EU’s green rules stir row, draws international flak: India opposes, Qatar warns
- In Reports
- 08:30 PM, Nov 04, 2025
- Myind Staff
The European Union’s new green laws have become a major point of tension with key partners like Qatar and India.
On Monday, Qatar warned that it could stop sending gas to Europe if the EU does not change or withdraw its Corporate Sustainability Due Diligence Directive known as CSDDD. India too has strongly opposed the EU’s carbon tax, officially called the Carbon Border Adjustment Mechanism or CBAM.
Qatar is one of the largest gas producers in the world and became a key supplier to Europe after the continent reduced gas imports from Russia following the 2022 invasion of Ukraine.
India and the European Union are now negotiating a free trade agreement, but reports say that the carbon tax remains a major sticking point. Both sides have said they want to finalise the deal by the end of this year.
Qatar’s Energy Minister Saad Al Kaabi said that his country will stop exporting liquefied natural gas to Europe if the EU goes ahead with its new environmental and human rights rules.
The law known as the Corporate Sustainability Due Diligence Directive asks large companies to fix the “adverse human rights and environmental impacts” in their global supply chains.
“If Europe does not look at how they can water down or cancel the CSDDD, and still have a penalty of 5 per cent of our total world turnover as a penalty, we will not be delivering LNG to Europe, for sure,” said Al Kaabi, as per AFP.
India has also made its stand clear, saying it is “opposed to parts of it.”
“We have very deep reservations about CBAM, and we’ve been quite open about it. The idea that one part of the world will set standards for everybody else is something which we are against,” External Affairs Minister S Jaishankar told Euractiv in June.
EU officials have said they are trying to find a middle ground with India to move forward.
In September, EU chief negotiator Christophe Kiener told the European Parliament’s trade committee that the EU “will need to adjust the approach we usually take on trade and sustainable development” to reach a deal with India.

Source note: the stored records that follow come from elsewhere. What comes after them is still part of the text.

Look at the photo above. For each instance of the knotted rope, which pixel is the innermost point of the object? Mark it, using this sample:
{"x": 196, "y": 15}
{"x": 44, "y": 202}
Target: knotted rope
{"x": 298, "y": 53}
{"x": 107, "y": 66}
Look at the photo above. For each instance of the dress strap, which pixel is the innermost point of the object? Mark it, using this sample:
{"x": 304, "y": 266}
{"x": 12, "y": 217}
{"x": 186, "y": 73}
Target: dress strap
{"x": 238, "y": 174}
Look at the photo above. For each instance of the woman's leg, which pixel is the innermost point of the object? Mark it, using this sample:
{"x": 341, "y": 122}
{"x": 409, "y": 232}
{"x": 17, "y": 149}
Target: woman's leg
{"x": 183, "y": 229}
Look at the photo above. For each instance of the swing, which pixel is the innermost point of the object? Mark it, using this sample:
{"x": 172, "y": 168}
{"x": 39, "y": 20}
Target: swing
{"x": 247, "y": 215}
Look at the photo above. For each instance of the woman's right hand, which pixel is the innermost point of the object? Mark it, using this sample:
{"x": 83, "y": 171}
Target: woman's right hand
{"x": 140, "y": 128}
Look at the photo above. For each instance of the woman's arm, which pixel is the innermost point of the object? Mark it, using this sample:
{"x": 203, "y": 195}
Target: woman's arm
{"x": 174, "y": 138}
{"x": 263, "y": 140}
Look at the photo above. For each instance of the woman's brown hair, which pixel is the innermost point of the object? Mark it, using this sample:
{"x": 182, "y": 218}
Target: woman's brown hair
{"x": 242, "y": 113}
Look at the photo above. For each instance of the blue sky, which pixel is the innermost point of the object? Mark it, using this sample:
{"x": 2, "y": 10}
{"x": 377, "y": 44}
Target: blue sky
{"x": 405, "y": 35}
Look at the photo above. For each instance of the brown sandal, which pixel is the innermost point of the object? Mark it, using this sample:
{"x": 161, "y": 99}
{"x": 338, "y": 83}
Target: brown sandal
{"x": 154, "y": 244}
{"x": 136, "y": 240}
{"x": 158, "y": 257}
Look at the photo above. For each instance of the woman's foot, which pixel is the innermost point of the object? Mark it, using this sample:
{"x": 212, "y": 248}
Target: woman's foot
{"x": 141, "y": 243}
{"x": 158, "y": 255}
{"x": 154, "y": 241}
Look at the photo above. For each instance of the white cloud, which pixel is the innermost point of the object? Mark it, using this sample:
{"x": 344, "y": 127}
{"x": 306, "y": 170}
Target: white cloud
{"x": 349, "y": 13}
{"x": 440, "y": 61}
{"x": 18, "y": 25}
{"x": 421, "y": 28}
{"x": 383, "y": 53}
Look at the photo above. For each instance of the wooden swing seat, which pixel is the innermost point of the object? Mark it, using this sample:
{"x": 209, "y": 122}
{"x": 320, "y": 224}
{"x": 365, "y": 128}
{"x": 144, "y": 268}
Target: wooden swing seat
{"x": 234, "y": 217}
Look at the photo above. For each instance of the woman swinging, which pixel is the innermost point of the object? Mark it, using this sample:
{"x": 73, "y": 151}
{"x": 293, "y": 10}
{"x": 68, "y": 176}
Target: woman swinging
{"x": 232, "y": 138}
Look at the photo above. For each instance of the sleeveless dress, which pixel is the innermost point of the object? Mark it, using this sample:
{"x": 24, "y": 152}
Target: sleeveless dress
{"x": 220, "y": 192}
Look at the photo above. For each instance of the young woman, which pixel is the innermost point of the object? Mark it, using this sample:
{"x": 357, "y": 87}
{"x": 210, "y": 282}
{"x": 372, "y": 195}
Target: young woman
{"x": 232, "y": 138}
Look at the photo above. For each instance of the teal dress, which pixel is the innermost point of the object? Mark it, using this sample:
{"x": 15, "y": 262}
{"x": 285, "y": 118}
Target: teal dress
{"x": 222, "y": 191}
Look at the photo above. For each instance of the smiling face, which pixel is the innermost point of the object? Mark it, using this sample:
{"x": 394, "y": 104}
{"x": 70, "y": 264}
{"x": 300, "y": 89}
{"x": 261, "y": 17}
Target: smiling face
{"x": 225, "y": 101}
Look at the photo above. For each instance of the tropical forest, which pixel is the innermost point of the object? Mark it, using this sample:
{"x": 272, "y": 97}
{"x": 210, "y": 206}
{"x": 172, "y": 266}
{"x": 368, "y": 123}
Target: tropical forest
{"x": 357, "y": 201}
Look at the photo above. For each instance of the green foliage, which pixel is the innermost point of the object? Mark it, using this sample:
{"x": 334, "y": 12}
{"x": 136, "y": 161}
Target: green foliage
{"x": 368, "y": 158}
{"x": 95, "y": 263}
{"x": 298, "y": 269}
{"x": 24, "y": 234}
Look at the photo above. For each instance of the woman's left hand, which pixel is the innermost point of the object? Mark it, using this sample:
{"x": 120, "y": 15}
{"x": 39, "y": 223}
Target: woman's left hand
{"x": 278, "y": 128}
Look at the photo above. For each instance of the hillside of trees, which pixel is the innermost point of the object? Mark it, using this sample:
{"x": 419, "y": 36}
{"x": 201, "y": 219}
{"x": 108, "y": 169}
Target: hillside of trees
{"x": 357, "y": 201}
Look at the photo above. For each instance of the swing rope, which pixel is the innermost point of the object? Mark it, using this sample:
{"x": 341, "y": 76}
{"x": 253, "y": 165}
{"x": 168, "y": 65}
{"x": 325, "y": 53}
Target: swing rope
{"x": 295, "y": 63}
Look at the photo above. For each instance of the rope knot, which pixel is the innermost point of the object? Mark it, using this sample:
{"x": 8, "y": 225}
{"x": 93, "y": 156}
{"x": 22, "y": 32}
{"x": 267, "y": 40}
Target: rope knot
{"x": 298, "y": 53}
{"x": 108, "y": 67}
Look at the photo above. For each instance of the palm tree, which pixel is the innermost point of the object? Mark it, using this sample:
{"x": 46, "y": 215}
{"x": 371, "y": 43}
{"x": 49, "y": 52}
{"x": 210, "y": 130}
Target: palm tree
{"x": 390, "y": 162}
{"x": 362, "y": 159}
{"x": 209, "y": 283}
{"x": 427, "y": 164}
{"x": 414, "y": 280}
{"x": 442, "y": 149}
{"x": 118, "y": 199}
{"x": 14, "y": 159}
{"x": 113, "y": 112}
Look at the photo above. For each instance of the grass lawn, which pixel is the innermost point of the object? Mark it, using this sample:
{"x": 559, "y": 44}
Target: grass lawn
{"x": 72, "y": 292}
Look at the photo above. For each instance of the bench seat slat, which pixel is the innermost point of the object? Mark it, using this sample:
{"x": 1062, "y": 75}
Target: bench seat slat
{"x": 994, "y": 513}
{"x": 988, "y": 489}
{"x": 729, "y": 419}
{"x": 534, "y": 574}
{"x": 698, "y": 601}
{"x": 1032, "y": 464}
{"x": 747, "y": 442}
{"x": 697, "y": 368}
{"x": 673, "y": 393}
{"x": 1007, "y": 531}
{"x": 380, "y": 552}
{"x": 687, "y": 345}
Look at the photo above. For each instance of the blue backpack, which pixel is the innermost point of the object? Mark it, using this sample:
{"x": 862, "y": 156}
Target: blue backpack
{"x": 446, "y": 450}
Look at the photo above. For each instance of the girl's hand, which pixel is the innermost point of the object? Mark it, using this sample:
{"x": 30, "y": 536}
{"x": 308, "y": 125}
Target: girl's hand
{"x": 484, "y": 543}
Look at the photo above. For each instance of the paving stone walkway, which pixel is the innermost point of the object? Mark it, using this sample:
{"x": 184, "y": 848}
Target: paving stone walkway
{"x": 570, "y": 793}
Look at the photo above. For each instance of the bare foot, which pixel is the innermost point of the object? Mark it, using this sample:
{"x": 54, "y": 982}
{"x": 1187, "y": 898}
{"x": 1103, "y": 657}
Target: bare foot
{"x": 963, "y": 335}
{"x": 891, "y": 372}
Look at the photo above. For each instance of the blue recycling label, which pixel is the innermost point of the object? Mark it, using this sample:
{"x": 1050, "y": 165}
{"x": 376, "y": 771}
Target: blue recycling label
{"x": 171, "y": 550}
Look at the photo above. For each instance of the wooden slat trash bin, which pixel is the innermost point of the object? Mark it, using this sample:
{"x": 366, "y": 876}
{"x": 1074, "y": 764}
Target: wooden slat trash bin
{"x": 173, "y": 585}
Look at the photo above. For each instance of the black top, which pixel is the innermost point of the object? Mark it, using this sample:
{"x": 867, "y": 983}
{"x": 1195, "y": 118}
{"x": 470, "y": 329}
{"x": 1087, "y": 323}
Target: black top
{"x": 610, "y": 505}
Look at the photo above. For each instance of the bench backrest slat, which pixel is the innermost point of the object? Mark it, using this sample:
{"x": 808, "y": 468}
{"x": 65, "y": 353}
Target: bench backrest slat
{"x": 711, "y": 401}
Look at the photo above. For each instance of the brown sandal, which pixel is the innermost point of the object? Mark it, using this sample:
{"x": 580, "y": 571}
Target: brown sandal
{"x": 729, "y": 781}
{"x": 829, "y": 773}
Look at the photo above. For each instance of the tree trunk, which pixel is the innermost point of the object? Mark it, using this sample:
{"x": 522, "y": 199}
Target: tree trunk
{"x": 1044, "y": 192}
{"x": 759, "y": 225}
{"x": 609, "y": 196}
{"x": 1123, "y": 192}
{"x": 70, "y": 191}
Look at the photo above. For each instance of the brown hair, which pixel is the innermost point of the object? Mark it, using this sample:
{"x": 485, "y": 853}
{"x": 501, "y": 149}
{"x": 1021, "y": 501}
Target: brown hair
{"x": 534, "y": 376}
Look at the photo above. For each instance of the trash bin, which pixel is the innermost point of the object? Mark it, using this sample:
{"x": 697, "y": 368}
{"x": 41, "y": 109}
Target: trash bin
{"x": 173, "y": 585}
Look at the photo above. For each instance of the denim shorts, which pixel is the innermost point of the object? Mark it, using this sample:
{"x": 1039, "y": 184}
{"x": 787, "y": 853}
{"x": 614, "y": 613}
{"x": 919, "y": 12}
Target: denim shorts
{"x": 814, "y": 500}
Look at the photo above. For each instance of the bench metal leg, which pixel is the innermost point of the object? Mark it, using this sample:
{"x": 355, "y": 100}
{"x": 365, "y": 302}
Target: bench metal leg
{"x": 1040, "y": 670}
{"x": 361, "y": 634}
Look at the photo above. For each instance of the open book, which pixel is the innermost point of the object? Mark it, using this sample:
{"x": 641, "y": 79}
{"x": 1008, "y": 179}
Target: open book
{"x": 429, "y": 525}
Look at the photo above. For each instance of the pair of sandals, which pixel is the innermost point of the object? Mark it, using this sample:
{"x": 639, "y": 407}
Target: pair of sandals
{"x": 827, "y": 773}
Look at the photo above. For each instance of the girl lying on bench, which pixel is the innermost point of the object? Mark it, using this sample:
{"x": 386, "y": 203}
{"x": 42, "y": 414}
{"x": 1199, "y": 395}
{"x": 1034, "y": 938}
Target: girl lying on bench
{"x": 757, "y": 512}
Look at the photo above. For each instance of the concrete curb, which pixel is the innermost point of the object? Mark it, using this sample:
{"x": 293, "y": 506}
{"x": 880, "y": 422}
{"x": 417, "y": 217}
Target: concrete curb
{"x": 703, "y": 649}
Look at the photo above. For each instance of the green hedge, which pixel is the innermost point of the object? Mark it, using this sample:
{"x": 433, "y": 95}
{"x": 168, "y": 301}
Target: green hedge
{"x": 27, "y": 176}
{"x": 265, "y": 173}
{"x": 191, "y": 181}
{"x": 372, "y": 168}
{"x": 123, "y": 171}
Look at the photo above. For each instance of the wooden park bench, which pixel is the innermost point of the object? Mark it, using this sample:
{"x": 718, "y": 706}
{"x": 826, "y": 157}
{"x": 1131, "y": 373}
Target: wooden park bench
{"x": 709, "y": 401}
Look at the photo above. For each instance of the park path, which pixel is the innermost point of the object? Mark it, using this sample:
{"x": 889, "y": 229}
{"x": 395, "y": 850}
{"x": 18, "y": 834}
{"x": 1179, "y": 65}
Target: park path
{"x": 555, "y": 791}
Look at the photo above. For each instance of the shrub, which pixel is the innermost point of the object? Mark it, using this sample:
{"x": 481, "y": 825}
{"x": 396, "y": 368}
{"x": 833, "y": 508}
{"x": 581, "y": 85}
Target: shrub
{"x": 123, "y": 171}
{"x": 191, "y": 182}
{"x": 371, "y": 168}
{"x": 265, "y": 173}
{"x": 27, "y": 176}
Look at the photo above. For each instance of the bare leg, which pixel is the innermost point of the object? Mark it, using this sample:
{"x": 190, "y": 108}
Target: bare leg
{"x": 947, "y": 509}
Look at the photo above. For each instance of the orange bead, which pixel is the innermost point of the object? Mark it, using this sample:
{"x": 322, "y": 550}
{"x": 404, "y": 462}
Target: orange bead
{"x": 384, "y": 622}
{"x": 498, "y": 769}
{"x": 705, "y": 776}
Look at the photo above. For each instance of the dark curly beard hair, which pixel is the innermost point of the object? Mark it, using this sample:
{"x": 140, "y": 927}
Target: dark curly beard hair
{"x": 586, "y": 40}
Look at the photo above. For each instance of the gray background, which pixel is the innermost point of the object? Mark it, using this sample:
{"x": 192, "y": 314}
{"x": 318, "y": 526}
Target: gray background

“The notion that there would be a dispute settlement, let alone sanctions applying to those commitments, the idea that the commitments would be legally binding, that civil society would be involved in the management of the agreement from that perspective, but also that those commitments would apply at the sub-federal level — these are elements that are very difficult for India,” said Kiener, as per Euronews.